You do not need to memorize this code now. The important idea is: tools like pandas make it easy to quickly scan structure and quality issues.

Step 9: Quick Knowledge Check

Answer this question to check your understanding of variable types and data quality.

You have a column `delivery_time_days` that measures how many days it took for an order to arrive (0, 1, 2, 3, ...). You also see a few values like 999. Which statement is most accurate?

It is a numeric, discrete variable, and values like 999 are likely outliers or data errors.
It is a categorical, nominal variable, and 999 is just another valid category.
It is unstructured text data, and 999 means the value is missing.

Show Answer

Answer: A) It is a numeric, discrete variable, and values like 999 are likely outliers or data errors.

Delivery time in days is a count, so it is numeric and discrete. Very large values like 999, compared with typical delivery times, are likely outliers or coding errors (for example, using 999 as a placeholder for missing).

Step 10: Review Key Terms

Use these flashcards to review the main concepts from this module.

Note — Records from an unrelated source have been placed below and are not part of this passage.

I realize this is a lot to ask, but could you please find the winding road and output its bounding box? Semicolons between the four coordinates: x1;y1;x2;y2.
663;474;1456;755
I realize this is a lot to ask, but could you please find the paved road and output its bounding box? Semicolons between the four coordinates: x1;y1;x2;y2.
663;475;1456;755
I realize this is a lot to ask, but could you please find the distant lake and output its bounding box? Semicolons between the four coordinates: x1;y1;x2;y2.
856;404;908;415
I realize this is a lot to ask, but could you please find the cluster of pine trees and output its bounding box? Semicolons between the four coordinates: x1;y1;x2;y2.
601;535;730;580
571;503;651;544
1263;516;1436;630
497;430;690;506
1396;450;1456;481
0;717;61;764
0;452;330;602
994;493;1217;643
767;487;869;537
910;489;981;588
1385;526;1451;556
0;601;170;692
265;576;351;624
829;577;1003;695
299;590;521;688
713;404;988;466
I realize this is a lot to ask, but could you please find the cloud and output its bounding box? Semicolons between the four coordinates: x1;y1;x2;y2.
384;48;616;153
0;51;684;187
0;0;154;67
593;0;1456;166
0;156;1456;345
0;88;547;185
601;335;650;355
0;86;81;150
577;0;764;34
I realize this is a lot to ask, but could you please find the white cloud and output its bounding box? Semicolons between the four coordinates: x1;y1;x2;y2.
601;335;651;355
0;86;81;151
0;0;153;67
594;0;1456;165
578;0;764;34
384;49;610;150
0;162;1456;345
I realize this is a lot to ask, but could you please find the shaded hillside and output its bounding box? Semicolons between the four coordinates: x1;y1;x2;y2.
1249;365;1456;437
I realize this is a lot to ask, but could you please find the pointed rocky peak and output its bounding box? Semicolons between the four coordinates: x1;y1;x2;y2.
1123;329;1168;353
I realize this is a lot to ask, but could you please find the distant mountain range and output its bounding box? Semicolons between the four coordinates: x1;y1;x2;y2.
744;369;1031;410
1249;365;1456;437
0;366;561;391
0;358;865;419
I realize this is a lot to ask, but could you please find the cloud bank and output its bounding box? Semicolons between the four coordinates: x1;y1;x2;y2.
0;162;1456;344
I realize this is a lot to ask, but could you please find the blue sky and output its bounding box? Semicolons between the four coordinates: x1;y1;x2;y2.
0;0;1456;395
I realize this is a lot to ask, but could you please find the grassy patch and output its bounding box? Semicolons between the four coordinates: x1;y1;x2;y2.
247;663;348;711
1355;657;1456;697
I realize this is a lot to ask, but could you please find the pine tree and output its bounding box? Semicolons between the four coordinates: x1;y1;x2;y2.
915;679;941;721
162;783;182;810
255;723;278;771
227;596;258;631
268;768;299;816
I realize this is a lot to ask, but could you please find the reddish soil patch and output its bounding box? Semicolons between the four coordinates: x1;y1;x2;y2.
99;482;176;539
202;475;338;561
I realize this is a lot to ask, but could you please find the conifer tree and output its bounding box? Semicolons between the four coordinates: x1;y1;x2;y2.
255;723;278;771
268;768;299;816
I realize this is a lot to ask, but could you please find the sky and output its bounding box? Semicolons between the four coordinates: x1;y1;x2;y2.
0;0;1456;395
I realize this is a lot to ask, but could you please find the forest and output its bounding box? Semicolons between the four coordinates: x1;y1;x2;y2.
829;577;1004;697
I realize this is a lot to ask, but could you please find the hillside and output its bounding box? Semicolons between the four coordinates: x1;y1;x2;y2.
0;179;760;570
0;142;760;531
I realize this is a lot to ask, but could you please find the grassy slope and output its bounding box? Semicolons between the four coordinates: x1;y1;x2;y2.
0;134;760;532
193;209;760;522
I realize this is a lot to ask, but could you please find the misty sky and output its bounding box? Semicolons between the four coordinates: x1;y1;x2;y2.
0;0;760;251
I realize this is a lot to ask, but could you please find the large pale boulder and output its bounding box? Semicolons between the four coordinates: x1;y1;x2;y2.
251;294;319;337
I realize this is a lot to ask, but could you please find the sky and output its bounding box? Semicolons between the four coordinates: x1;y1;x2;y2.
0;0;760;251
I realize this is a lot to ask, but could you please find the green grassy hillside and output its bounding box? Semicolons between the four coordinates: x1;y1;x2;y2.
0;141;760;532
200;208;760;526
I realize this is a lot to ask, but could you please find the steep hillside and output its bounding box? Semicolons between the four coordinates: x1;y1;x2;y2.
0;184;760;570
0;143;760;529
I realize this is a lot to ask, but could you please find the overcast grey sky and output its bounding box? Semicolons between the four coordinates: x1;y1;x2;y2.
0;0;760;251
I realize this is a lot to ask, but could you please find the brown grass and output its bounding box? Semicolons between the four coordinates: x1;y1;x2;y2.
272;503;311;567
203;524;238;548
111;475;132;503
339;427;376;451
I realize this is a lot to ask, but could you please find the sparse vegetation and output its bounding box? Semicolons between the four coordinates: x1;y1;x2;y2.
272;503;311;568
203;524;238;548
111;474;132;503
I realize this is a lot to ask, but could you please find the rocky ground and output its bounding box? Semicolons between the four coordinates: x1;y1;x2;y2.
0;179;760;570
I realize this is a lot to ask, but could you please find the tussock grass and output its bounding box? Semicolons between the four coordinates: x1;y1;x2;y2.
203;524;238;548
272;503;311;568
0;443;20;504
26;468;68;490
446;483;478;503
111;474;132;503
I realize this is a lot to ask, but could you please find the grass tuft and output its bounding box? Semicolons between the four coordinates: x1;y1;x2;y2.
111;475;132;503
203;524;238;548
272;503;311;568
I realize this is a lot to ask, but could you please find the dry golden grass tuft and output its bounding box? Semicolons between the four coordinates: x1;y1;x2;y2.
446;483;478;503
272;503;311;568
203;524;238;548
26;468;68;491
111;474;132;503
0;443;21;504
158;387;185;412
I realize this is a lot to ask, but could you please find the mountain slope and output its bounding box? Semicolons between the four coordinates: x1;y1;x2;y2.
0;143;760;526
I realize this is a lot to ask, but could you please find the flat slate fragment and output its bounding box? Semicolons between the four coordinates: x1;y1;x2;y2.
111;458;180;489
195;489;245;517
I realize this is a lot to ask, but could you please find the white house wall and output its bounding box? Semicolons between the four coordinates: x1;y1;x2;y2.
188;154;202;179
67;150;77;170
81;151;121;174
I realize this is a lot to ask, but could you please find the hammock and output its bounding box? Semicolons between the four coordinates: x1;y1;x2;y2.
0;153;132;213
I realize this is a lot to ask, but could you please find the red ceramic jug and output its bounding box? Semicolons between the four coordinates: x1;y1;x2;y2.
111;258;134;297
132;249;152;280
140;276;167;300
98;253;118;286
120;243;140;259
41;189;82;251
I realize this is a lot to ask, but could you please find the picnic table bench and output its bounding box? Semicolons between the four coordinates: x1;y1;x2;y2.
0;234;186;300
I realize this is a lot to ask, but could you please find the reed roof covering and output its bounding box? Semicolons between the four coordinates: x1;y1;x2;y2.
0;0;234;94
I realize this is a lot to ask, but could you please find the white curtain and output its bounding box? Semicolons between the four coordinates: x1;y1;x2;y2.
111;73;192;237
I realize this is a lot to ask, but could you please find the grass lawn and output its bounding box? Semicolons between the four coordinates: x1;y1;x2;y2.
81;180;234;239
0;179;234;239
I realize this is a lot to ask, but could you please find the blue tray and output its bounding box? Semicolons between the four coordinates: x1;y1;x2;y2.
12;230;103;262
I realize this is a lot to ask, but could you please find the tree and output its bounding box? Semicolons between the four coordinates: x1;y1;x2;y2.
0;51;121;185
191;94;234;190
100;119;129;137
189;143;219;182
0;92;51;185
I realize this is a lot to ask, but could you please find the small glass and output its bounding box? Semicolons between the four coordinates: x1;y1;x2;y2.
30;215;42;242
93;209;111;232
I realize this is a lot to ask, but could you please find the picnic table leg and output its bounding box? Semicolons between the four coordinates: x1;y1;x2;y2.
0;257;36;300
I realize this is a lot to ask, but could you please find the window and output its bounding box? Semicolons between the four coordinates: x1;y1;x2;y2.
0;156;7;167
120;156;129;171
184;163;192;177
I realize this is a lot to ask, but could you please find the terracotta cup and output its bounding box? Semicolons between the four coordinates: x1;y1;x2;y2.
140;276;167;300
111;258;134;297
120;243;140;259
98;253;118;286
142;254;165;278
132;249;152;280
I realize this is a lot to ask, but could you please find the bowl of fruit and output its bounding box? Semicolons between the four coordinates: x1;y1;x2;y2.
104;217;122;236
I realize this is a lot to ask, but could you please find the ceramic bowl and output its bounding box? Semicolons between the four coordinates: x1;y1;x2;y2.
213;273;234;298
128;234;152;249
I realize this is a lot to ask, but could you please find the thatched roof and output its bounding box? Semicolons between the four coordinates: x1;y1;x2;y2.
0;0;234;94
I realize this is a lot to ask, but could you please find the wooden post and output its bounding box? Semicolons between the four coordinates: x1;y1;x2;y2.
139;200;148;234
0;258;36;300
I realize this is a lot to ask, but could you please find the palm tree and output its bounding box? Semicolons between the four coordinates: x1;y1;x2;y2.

Structured data: Data organized in tables with rows and columns, where each column has a defined type (for example, a spreadsheet of sales with price and date).
Semi-structured data: Data with some organization (like JSON or XML) but not a fixed table schema; different records can have different fields.
Unstructured data: Data without a predefined tabular structure, such as free text, images, or audio, which must be transformed before most analyses.
Continuous variable: A numeric variable that can take many values on a range (for example, height, temperature, price).
Discrete variable: A numeric variable that takes separate values, often counts or integers (for example, number of purchases).
Categorical variable: A variable that represents groups or labels, not amounts; can be nominal (unordered) or ordinal (ordered).
Ordinal variable: A categorical variable with a clear order (for example, low/medium/high), but unequal gaps between levels.
Datetime variable: A variable that stores dates, times, or both, allowing operations like sorting by time and computing durations.
Missing value: An expected data point that is absent, often shown as NA, null, blank, or a special placeholder code.
Outlier: A value that is very far from most others; may represent a rare event or a data error.
Inconsistency: The same concept recorded in different ways (for example, "USA", "United States", "U.S."), which can break grouping and counting.
Duplicate record: The same row or event stored more than once in a dataset, leading to double-counting.

Key Terms

outlier: A data point that is very different from most others in the dataset, potentially indicating an error or rare event.
duplicate: A record that appears more than once in a dataset, which can distort counts and statistics.
text data: Unstructured strings of characters, such as comments or reviews, that often require extra processing before analysis.
type error: A mismatch between the stored data and its intended type, such as numbers stored as text.
inconsistency: A situation where the same information is recorded in different ways, making analysis harder.
missing value: An entry in a dataset where a value was expected but is not present.
structured data: Data stored in a clear row-and-column format, such as spreadsheets or relational databases, where each column has a defined type.
nominal variable: A categorical variable with no inherent order among its categories, such as colors or countries.
numeric variable: A variable that represents quantities or counts and can be used in arithmetic operations.
ordinal variable: A categorical variable whose categories have a natural order, such as ratings from 1 to 5 or small/medium/large.
datetime variable: A variable that stores dates, times, or both, enabling time-based operations like sorting and duration calculation.
discrete variable: A numeric variable that takes separate, often integer, values, such as number of items bought.
unstructured data: Data without a predefined structure, such as text documents, images, or audio recordings.
continuous variable: A numeric variable that can take many possible values within a range, such as height or temperature.
categorical variable: A variable that represents categories or labels rather than amounts, such as country or payment method.
semi-structured data: Data that has some structure (like key-value pairs in JSON) but does not fit neatly into a fixed table schema.